Jimbo Mathus performed at Clinton’s auguration and on the Letterman show. Now, the Mississippi State grad is living, loving and playing music in Taylor, Miss.
TAYLOR—I've seen Bible-wagging Pentecostal Holiness preachers at revival time who couldn't match rock 'n' roller Jimbo Mathus for fire in the belly.
"Music is the original peacemaker, the original desegregation tool! That's what set America on its ear! When you get down to the nitty-gritty about race, music is the pioneer. It worked magic before the government could come in. Good golly, Miss Molly, whole lotta shakin' going on!"
Mathus takes another sip from his can of Busch beer, then pulls back his blond locks. He grins, flashing a gold tooth Dr. Sanchez got him in central Yucatan to replace the original he lost working on a barge in the Mississippi River.
The Reverend continues his sermon. "It hadn't been that long ago that rock 'n' roll changed the world. That's still the thing. All the blues, gospel, honky tonk, everything leads into rock 'n' roll. You can still blaze a new trail!"
The 47-year-old musician, songwriter and roots-music evangelist says life is good these days. "Dark Night of the Soul," the latest effort by him and his band, the Tri-State Coalition, on Fat Possum Records, has been called by one reviewer "closer to the bone" than any of his earlier eight albums, a "search for redemption" that also can "rejoice like a Saturday-night-into-Sunday-morning-house-rent party."
The music ranges from Old Testament anger in "Burn the Ships" to the dark seduction of "White Angel" and the love rock-ballad that is "Shine like a Diamond." Despite the CD's title and some of its themes, "I'm actually very happy right now," the artist says. "I'm happily married. I love what's going on in my life, the artistic support I'm getting." Gaining some distance from past darkness helped him write about it. "You don't feel so close to it. I've seen the ups and downs of life. On purpose. I didn't want to shield myself from life."
His landmark 2009 CD "Jimmy the Kid" has also just been re-released. This is the one that got my attention. Mathus takes you into lonely hotels, honky tonks for fallen angels, on the run from the law among "the sage and prickly pear" out West, and along a dark highway somewhere in America in search of "a little room to rest." Echoes of Duane Allman, Keith Richards and Webb Pierce are in the air, but the music is still a Jimbo-special, roots-rooted "new trail."
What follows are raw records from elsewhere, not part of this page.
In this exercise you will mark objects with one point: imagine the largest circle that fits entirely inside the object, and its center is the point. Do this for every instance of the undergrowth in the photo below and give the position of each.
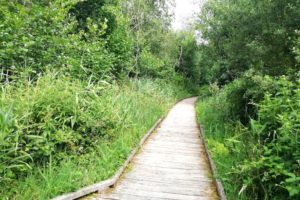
(59, 134)
(258, 157)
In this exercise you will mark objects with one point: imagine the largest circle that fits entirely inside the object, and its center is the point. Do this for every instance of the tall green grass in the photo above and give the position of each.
(59, 134)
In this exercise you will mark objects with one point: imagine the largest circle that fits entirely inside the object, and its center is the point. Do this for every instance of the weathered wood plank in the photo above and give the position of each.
(171, 165)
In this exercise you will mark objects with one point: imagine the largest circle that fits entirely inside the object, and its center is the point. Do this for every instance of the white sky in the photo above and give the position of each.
(185, 12)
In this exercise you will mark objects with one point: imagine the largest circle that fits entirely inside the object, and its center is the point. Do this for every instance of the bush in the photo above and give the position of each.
(274, 170)
(57, 120)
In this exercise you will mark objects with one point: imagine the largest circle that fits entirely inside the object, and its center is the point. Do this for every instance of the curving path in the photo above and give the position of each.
(171, 165)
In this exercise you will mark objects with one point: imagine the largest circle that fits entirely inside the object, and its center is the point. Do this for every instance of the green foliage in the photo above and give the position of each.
(276, 163)
(57, 120)
(266, 148)
(242, 35)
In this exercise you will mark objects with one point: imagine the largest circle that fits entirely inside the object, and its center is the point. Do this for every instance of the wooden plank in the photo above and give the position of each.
(140, 194)
(172, 163)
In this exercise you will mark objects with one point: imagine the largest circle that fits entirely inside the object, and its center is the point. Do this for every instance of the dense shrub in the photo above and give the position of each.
(274, 171)
(57, 119)
(266, 148)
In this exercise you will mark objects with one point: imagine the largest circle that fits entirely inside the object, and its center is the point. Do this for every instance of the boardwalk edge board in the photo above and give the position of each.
(218, 183)
(103, 185)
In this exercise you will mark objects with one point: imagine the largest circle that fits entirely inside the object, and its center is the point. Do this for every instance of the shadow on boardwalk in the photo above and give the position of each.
(171, 165)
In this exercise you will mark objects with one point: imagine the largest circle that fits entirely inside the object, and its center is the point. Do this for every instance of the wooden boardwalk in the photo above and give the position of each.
(171, 165)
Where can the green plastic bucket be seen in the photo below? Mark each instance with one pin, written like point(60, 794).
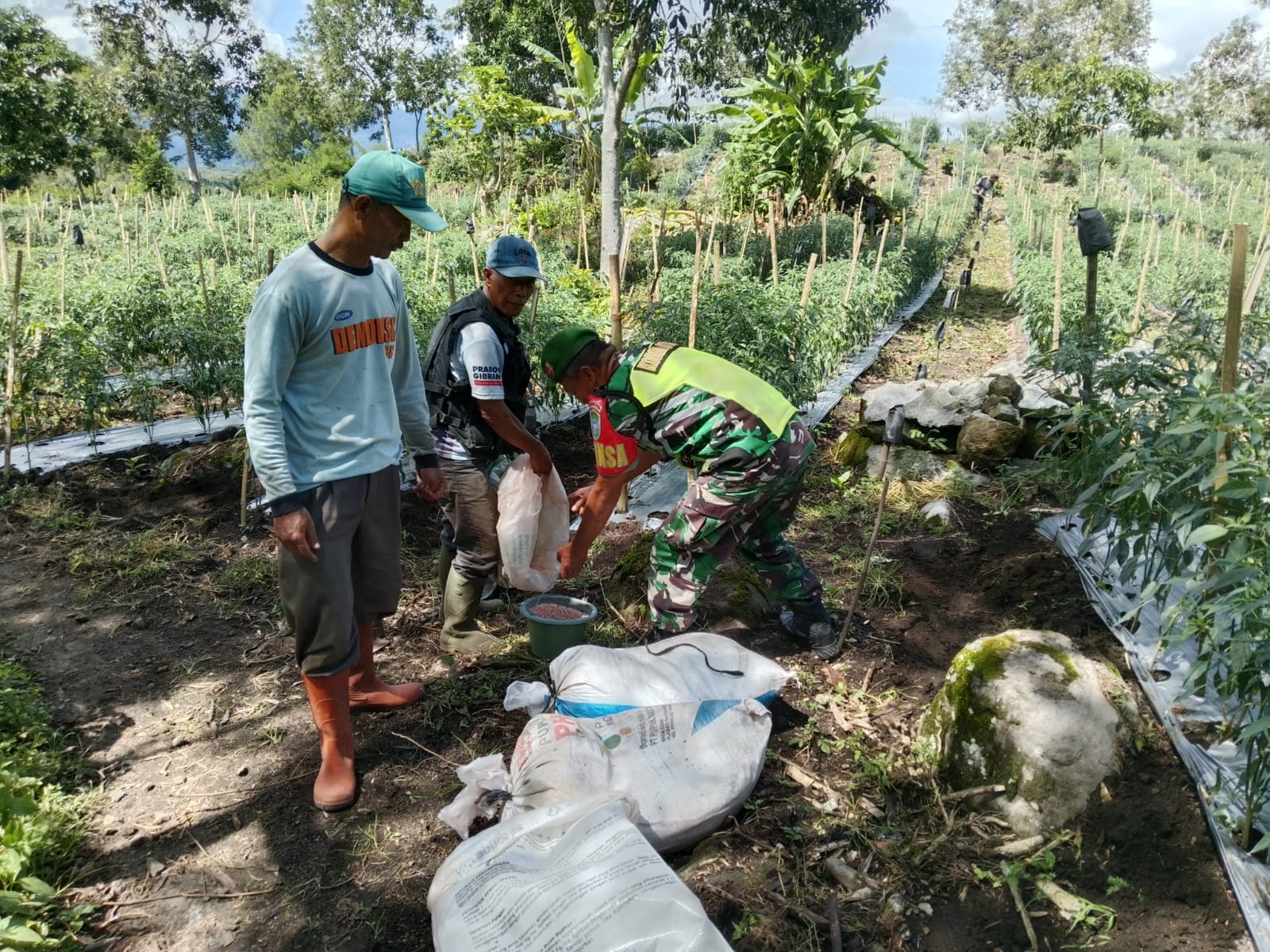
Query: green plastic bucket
point(550, 636)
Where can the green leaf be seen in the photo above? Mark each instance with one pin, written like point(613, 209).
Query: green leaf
point(1203, 533)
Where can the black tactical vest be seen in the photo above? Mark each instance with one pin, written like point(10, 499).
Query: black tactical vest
point(454, 408)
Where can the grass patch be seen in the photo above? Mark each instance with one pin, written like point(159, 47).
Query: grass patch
point(42, 818)
point(131, 560)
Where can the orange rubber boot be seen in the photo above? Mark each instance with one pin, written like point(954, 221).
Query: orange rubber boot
point(336, 786)
point(366, 692)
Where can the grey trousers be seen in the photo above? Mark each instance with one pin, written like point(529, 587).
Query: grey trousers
point(469, 518)
point(357, 577)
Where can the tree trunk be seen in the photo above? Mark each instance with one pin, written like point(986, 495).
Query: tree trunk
point(387, 129)
point(196, 186)
point(610, 140)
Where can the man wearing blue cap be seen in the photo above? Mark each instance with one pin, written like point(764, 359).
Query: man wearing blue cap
point(332, 382)
point(478, 380)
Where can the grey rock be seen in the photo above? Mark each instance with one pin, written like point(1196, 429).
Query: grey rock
point(986, 442)
point(1026, 710)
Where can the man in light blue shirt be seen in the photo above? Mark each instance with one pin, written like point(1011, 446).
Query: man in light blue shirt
point(332, 382)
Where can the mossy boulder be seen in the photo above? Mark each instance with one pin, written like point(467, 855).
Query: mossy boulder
point(1026, 710)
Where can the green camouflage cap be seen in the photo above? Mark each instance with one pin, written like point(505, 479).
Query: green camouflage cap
point(393, 179)
point(558, 353)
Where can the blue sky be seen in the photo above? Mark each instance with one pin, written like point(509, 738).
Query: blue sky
point(912, 36)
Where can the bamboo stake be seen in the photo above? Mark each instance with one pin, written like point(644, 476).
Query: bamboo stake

To many, Mathus is still best-known for being co-founder of one of the top alternative bands of the 1990s, the Chapel Hill, N.C.-based Squirrel Nut Zippers, which did hot jazz, gypsy swing, New Orleans marches, and old vaudeville numbers and scored a major hit with the Calypso romp "Hell." The band performed on "The David Letterman Show" and at President Clinton's 1996 inauguration.
Mathus grew up in a music-loving household in Corinth that included a nanny who also happened to be daughter of blues great Charley Patton. "She didn't talk about him a lot. Blues was the devil's music. He was a player in bootleg joints, whorehouses, gambling joints. That was nothing she would ever discuss. It was something not to brag about but to hide.
"Along about '94 it came out she was the child of Charley Patton. At that time, I was of age. She was like family to me. One day I realized, holy-moly, Rosetta is Charley Patton's daughter! It emboldened me in the blues field to pursue it even harder, to learn the guitar parts, every note."
Even before he learned of the Charley Patton connection in his household, he was playing rock 'n' roll. An early effort was a punk band in junior high school named Johnny Vomit and the Dry Heaves. "We made a helluva racket. I was on a mission. I wanted to upset the applecart. I was not playing by the rules," he says.
Mathus considers himself a student of philosophy—he majored in philosophy at Mississippi State University—and he still probes the mysteries of Eastern and Middle Eastern as well as Western thought. The South itself is his greatest study. "I had more than my plateful to know where I'm from.
"It's important to know where you've been to map out where you're going," he says. "Not everybody cares about it. The majority of people could care less, but to me it's important to feel a part of a bigger picture." Amen, preacher.